There was also suppressed rage (I didn’t connect with it this then);
…there was anxiety (I didn’t identify that then);
…and repressed trauma (I didn’t remember it then).
What I knew was that I hadn’t stayed put (in a place, a job, a relationship) for more than 2 years since I’d left home. I’d made a commitment to myself to stay put this time, and I liked what I was building. Now, two years in, having exploded upon my boss over who knows what (then), I knew I had to stay still (while recognising the growing itch to take flight again).
I was fit to burst.
I just couldn’t go on living this way any more. So I began.
With Barbara Carrellas at the end of the 6 day Urban Tantra Professional Training in 2019.
With Deej and Uma of the ISS at the end of the 14-day intensive module of the Certificate in Sexological Bodywork in 2016.

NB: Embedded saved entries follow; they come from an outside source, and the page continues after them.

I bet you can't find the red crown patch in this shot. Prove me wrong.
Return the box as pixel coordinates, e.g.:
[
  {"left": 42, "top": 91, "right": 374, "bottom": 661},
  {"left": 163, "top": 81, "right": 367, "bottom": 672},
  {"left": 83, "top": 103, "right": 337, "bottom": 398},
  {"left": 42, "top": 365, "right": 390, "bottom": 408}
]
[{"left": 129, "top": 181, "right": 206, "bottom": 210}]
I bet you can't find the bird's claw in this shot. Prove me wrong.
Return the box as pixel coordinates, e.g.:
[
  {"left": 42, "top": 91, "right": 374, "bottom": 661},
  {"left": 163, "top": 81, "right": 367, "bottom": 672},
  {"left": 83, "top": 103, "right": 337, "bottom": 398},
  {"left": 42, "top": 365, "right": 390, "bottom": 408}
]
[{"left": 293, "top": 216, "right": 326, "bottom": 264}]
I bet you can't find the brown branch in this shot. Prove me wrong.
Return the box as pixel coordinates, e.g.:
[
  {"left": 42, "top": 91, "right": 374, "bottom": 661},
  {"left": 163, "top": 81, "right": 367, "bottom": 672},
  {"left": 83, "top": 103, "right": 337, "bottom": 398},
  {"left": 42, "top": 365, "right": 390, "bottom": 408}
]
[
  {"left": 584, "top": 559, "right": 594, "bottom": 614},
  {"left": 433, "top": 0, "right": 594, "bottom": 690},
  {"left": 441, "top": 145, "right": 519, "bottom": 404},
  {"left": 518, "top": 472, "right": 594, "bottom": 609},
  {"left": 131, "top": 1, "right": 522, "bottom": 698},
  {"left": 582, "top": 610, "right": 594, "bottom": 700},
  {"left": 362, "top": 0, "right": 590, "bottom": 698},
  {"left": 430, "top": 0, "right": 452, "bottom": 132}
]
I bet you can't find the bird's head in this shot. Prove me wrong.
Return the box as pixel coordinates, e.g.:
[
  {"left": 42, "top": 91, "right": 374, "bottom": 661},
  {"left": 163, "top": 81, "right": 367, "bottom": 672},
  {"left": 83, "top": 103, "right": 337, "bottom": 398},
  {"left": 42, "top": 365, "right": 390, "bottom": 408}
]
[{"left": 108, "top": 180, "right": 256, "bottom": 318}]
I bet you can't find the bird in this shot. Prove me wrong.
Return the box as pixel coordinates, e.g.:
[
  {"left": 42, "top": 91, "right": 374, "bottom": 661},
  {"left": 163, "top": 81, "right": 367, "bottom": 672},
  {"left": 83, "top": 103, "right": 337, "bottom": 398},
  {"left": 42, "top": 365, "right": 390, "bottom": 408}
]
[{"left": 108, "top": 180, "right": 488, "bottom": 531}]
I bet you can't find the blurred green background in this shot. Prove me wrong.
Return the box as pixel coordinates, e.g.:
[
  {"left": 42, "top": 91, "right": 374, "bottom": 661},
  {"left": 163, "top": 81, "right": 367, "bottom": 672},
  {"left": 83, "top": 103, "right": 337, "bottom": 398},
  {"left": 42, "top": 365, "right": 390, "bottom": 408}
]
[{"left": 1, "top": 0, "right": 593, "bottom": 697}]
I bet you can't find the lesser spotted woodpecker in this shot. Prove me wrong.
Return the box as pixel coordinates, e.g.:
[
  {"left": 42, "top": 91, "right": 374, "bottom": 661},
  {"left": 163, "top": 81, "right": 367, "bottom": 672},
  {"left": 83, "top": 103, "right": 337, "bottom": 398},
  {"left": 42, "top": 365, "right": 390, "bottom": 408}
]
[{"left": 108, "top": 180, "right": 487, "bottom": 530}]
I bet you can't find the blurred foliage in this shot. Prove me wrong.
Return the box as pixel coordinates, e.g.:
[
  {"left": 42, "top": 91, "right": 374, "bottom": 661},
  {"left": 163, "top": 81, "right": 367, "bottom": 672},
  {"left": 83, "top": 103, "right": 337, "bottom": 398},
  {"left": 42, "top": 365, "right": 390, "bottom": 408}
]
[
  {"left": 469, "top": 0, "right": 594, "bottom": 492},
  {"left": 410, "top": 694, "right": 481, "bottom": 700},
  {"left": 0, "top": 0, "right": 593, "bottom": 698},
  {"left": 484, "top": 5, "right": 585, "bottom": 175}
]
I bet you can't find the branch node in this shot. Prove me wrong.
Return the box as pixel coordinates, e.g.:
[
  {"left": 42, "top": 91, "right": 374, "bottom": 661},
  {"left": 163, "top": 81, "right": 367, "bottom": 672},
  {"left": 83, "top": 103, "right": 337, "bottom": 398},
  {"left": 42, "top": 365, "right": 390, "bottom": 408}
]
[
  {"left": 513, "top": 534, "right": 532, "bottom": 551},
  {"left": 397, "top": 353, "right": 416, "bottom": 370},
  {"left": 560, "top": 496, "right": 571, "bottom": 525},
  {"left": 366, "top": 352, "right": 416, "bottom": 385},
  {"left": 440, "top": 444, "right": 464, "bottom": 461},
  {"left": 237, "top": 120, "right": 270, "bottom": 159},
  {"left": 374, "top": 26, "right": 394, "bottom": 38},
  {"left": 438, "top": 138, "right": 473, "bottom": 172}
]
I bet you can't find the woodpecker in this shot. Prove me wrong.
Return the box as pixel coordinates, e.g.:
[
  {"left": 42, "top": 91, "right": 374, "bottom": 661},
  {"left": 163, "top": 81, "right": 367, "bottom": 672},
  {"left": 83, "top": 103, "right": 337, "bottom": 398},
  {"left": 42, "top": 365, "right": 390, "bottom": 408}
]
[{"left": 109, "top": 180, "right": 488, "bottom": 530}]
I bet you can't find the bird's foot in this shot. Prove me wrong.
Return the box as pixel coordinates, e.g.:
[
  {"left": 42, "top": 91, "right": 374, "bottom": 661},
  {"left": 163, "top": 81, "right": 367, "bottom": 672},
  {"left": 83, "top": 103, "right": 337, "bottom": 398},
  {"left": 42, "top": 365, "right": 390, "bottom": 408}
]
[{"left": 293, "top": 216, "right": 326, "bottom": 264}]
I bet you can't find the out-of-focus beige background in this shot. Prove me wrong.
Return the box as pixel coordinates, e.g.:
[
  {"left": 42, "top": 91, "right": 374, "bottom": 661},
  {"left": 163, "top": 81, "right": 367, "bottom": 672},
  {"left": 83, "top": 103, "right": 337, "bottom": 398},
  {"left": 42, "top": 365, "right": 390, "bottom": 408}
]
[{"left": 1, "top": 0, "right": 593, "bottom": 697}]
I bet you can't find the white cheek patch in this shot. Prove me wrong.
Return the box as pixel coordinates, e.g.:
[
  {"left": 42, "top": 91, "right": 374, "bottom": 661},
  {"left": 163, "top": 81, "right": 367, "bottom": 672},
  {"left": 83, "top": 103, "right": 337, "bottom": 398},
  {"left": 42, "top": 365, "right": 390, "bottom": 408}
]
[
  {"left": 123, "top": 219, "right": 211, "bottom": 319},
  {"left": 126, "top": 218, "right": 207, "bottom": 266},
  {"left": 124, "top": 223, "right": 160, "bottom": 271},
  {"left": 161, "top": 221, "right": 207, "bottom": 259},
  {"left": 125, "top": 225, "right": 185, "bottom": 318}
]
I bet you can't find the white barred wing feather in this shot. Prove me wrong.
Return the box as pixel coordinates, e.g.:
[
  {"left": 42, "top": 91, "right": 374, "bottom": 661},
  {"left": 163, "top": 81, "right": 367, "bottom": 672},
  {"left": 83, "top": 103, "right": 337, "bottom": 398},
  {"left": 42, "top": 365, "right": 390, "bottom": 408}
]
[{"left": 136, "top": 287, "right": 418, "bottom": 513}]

Prior to taking a direction toward self-development and healing, I graduated with a Fine Art bachelors from the University of Oxford, taught in a London Secondary School, then went on to become an Arborist before migrating to Australia where I set up and ran my own business, became the Women’s Australian Tree Climbing Champion competed twice in the International Tree Climbing Competitions. I made art from trees and for some years, and led a team to attempt to print one of the largest stump from a felled tree ever found in Australia; sadly this project didn’t come to fruition but it was heaps of fun along the way!
These days when I’m not working or playing, I am dedicating most my attention, in collaboration with another adult, to my blended family that comprises of three children and two cats.